Business news from Ukraine


JSC Ukrtransgaz, acting as the operator of UGS facilities in Ukraine, has begun preparations for certification for the use of the capacities of its UGS facilities by EU countries, the press service of the company reported on Friday.
“Ukrtransgaz has already begun preparations for passing the independent EU certification introduced for gas storage operators. The company is confident of its successful completion,” it said.
Ukraine, as a member of the Energy Community, is ready to offer up to 10 billion cubic meters of its capacity for gas storage by EU countries.

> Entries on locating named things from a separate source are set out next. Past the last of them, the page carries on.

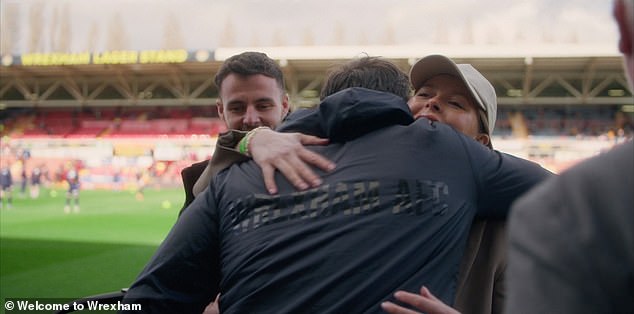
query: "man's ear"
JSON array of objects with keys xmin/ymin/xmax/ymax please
[
  {"xmin": 282, "ymin": 93, "xmax": 291, "ymax": 118},
  {"xmin": 614, "ymin": 0, "xmax": 634, "ymax": 55},
  {"xmin": 475, "ymin": 133, "xmax": 491, "ymax": 147},
  {"xmin": 216, "ymin": 98, "xmax": 225, "ymax": 121}
]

“There is a corresponding positive and comprehensive experience of cooperation with foreign customers of services. They have already had the opportunity to be convinced of the reliability of gas storage in Ukraine, and they continue to store it today in our facilities,” the press service noted.
In turn, Gas Transmission System Operator of Ukraine (GTSOU) in the course of a joint presentation with Ukrtransgaz at a meeting of the South-East European Gas (SEEGAS) Initiative emphasized that the gas transportation infrastructure and UGS facilities of Ukraine can become the basis for strengthening European and regional energy security already on the eve of the next winter.
According to Olha Belkova, the director for relations with government agencies and international organizations at the GTSOU, in order to further strengthen the energy security of the region of Central and Eastern Europe, Ukraine and partners from Poland, Slovakia, Hungary, Romania, Moldova face the task of strengthening cooperation with countries such as Lithuania, Turkey, Greece and transatlantic partners.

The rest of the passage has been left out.